De même, les conditions de garantie qu’offre l’auteur doivent être conformes à la garantie d’éviction (article 1726 du Code Civil) et la garantie contre les vices cachés (article 1727 du Code Civil). Il peut s’agir de l’emprunt à des œuvres précédentes sans respect ou sans autorisation de l’auteur.
Ainsi, l’auteur ne peut se contenter d’exclure sa responsabilité en matière d’emprunts, susceptibles de constituer un acte de contrefaçon.
Ces mêmes garanties doivent respecter le droit moral de l’auteur ou des auteurs précédents.
Dès que les conditions de diffusion souhaitées par l’utilisateur seront différentes de celles proposées par l’auteur, un accord devra être rédigé entre les parties, conformément à l’article L.131-3 du Code de la Propriété Intellectuelle. Selon cet article, chacun des droits cédés doit faire l’objet d’une mention distincte dans l’acte de cession, et le domaine d’exploitation des droits cédés doit être délimité quant à son étendue et à sa destination, quant au lieu et quant à la durée.
Ce formalisme est applicable aux licences et aux autorisations d’utilisation (Cour de Cassation, 1e Chambre Civile, 23 janvier 2001).

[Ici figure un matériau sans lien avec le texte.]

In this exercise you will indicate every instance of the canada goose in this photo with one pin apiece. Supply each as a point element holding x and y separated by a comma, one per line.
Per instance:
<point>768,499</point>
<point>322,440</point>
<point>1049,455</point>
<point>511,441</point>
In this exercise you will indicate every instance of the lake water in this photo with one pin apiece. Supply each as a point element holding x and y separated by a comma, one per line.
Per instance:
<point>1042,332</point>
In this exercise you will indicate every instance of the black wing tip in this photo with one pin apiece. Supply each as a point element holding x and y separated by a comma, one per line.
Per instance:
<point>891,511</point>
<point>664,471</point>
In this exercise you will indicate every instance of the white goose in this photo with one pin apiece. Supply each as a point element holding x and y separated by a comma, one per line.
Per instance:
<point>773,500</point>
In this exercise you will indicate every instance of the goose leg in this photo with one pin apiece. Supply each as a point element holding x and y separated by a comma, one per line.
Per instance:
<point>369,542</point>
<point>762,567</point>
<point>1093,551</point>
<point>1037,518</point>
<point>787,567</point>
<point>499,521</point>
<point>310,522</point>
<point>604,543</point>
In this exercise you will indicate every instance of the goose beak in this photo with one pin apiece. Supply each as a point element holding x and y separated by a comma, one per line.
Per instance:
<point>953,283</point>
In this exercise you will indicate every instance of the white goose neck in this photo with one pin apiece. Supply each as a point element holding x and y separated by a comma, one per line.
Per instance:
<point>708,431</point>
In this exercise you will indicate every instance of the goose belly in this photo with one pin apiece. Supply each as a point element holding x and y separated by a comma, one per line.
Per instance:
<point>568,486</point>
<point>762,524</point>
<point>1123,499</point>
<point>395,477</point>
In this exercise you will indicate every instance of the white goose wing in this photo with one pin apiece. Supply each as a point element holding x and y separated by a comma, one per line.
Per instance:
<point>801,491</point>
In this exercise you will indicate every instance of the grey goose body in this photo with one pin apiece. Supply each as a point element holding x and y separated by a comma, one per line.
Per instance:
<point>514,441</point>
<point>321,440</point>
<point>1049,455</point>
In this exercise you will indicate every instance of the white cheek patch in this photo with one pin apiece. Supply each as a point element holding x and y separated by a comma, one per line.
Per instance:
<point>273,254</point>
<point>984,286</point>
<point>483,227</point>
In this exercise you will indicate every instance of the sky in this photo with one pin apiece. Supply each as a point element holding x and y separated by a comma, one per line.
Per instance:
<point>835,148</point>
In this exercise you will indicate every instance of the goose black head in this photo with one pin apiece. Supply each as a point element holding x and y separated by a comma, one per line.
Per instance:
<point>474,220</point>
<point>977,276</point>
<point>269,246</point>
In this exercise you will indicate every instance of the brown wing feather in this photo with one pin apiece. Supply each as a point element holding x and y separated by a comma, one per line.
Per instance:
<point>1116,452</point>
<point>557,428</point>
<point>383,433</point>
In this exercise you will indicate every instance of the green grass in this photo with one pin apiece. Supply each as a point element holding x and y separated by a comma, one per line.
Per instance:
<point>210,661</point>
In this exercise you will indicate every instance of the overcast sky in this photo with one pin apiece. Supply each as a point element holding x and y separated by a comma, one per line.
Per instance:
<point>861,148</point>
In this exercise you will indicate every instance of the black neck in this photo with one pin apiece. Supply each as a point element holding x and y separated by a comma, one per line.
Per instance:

Enfin, l’auteur a la possibilité, au titre des licences CREATIVE COMMONS, d’exploiter son œuvre sous des conditions différentes, ou d’en cesser la diffusion.
Toutefois, ces modifications des conditions d’exploitation ne doivent pas conduire à retirer les effets du contrat en cours. Il importe donc que l’utilisateur se réserve la preuve de la diffusion de la licence dans les conditions souhaitées par l’auteur lors de la conclusion du contrat de licence.
Peut se poser également la question de la rémunération. La validité d’une cession des droits sur l’œuvre par l’auteur sera dépendante de la contrepartie que pourra en retirer l’auteur.
De même, le régime des licences CREATIVE COMMONS semble contradictoire avec l’application des mécanismes de gestion collective, car l’auteur ne peut alors décider seul de l’exploitation de ses droits de reproduction et de représentation, suite au mandat donné à la société de gestion collective.
La rémunération perçue serait également contradictoire avec l’article 3 des licences CREATIVE COMMONS exigeant une exploitation de l’œuvre à titre gratuit.